Pessimists on the right argue that more migration will breed disorder, since people from alien cultures will not assimilate. Yet studies find no solid evidence that diverse countries are less stable—contrast homogeneous Somalia with many-hued Australia.

Pessimists on the left say the West will never let in many people or treat newcomers fairly because it is incorrigibly racist. Yet though racism persists, it has dwindled more than many people realise. When Barack Obama was born, mixed-race marriages were illegal in much of America, and many Brits still thought they had a right and a duty to rule other nations. Now a fifth of new American marriages are mixed, and Brits find it unremarkable that a descendant of colonial subjects is their prime minister. British Indians, Chinese-Canadians and Nigerian-Americans all earn more than their white compatriots, suggesting racism is not the main determinant of their life chances.

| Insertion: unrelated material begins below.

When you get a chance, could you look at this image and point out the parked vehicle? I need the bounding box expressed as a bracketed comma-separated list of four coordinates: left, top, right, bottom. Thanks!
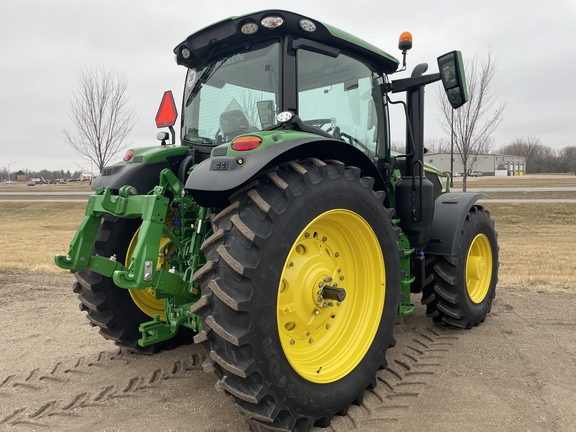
[55, 10, 498, 432]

Westward leading, still proceeding

In the future, climate change may spur people to move more. But this will be gradual, and two forces may have the opposite effect. The shift from farms to cities—a much bigger mass movement than cross-border migration—will slow, as most of the world is already urban. And humanity will grow less mobile as it ages. Today, rich countries have a wonderful opportunity to import youth, brains and dynamism. It may not last for ever.